While we have already learned an enormous amount from deploying these technologies, arguably even more important than that, data is the breakthrough in conceptualization it’s caused. Almost all systems are now viewed with an ecological lens – even the human body. We are not just humans but an assemblage of many creatures that all work together to make our meat suit operate as it does. The flora in our gut and brain give us neurotransmitters that help regulate our mood and cognition, the bacteria on our skin aid in immune protection and act as a first line of defense against invaders, and there’s even new data suggesting an unbalanced human microbiome may be associated with conditions such as Crohn’s disease. Health and medicine are quickly moving from a system of elimination to propagation – where instead of using systemic approaches to wipe the system clean, ecological concepts of balance are coming into play. If the correct species are in the right proportions in a biological system, they regulate themselves and their environment. This is something that is easily applied to reefing.
Application to Reefing
While this technology is widely used in studying coral, commercial applications have yet to be applied to the hobby. Except for one, – biotech company Aquabiomics offers a service where users can send a water and biofilm sample to their lab, where it’s processed and sequenced. Their approach employs metabarcoding – the same technology behind the example I gave with the pond above. This method involves amplifying a highly variable but conserved region of the genome across the sample and sequencing that sample with next-generation sequencing platforms capable of doing multiple reads simultaneously. Metagenomics takes advantage of the fact that each section of life has conserved features that make them similar. In prokaryotes (bacteria and archaea), one such region is the gene that codes for the 16s subunit of the ribosome. This gene is found in all prokaryotes, making it an easy target for amplification – even better, certain regions of it are highly variable, meaning the code is different in every species or even subspecies. This allows for an environmental sample to be filtered into one class of life (eukaryote or prokaryote) and then for all of that group to be sequenced. Similarly, all eukaryotes possess an 18s rRNA gene, which can act in the same way as the 16s example.
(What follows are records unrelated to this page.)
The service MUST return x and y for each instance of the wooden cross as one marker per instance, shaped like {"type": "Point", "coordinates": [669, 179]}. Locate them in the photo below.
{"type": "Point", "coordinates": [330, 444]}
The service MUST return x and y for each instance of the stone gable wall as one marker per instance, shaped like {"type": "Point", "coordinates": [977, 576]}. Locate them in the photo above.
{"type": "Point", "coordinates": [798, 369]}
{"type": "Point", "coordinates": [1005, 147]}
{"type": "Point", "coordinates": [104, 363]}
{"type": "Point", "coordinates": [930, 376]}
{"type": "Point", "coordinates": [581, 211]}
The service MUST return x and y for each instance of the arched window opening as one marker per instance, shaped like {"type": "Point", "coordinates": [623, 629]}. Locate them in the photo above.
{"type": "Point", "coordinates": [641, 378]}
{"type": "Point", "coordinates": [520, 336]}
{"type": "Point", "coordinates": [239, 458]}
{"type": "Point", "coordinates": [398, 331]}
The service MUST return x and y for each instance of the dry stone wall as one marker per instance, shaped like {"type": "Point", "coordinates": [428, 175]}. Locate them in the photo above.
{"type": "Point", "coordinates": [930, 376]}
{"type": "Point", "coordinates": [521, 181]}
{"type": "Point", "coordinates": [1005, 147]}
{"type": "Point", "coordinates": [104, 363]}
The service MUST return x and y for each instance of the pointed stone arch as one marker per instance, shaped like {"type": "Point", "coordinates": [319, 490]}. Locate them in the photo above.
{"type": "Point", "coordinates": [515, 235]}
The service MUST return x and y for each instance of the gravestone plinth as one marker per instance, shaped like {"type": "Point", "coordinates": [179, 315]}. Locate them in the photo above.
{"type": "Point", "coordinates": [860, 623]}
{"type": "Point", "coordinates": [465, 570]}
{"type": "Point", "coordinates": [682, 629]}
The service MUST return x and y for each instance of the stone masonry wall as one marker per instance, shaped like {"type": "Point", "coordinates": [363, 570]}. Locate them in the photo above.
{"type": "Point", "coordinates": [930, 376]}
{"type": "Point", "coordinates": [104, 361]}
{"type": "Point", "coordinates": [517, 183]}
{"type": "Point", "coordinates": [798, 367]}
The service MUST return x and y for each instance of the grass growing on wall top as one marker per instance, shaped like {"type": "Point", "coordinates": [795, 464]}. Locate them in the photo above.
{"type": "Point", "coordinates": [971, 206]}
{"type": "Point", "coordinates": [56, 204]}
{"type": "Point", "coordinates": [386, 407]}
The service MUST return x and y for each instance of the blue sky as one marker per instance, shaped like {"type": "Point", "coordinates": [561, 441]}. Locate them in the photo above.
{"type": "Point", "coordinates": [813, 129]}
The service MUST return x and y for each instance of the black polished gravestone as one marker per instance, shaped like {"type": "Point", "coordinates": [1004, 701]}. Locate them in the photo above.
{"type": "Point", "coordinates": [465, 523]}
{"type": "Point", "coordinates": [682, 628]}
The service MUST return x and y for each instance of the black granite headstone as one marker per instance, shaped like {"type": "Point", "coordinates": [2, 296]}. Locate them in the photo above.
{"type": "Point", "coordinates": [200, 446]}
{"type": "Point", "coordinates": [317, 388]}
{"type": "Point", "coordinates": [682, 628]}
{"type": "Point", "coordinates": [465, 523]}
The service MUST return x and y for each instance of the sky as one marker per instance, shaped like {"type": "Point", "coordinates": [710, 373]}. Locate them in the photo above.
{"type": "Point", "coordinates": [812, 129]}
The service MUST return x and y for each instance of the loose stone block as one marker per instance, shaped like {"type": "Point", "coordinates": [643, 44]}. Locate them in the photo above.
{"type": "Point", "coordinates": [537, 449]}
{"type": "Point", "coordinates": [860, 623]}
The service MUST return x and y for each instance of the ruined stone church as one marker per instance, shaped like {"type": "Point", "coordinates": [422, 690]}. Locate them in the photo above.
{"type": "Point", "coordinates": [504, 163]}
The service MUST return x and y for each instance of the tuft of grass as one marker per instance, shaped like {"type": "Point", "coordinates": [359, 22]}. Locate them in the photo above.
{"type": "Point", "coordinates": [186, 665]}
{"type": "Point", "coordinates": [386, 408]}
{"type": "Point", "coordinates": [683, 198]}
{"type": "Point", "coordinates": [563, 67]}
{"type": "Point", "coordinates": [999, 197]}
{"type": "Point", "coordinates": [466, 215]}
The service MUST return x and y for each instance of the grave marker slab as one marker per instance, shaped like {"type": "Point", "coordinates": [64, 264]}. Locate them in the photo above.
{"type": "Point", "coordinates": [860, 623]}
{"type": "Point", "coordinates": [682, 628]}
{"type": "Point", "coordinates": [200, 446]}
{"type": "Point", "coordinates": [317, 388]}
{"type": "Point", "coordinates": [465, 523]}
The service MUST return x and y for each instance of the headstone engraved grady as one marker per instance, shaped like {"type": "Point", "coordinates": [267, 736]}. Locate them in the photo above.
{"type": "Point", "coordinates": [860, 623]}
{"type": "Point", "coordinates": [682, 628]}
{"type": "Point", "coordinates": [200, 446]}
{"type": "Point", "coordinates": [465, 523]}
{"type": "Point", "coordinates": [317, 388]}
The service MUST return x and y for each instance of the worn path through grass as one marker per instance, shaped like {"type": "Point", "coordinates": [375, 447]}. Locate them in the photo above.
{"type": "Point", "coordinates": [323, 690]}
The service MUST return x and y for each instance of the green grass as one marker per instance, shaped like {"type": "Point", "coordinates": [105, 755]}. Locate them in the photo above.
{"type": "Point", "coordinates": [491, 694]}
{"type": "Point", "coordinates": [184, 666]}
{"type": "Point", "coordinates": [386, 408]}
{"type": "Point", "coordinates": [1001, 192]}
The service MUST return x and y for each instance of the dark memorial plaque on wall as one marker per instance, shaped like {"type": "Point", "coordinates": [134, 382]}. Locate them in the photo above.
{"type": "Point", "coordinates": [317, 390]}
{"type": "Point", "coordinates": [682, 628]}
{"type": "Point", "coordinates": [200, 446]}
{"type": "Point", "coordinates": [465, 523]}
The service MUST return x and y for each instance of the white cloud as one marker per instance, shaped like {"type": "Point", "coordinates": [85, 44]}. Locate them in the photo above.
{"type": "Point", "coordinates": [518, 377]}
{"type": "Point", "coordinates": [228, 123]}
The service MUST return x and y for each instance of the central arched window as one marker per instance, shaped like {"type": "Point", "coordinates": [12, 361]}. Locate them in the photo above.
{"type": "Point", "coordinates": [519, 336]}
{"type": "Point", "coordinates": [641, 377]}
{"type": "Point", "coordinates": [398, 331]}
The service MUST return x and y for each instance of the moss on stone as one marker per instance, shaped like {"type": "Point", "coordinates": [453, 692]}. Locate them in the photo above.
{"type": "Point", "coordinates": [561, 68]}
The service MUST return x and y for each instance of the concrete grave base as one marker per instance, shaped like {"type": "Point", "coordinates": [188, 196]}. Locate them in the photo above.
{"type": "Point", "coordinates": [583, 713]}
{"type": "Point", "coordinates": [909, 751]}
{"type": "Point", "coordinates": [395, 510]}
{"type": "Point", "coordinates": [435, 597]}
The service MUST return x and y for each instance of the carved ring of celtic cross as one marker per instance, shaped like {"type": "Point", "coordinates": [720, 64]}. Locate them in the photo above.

Aquabiomics has effectively utilized this technology to give users a view of their tank’s 16s or 18s life so people can know what’s in their water. This creates a foundation for microbial maintenance with the possibility of one day diagnosing an issue in and modulating one’s microbiome. The hobby is utilizing many approaches to do this right now, but all fall short of what’s possible with the advances of biotechnology. Carbon dosing and antibiotics can only take one so far, and often, they cause problems downstream, such as power vacuums, resistance, and saturating the systems with problematic species instead of beneficial ones.
While metagenomics has entered the industry, I am excited for the day when the cost-prohibitive nature of the other approaches decreases enough so they can be employed to analyze our systems as well. A combination of next-gen sequencing, ICP-MS, GC-MS, LC-MS, HPLC, and even potential applications of H-NMR on a system one day may lead to near-perfection of reef keeping, allowing users to test and measure nearly every aspect of their system – ionic, organic, biological and contaminants of all kinds. When that day eventually comes, we can genuinely begin chasing the dragon.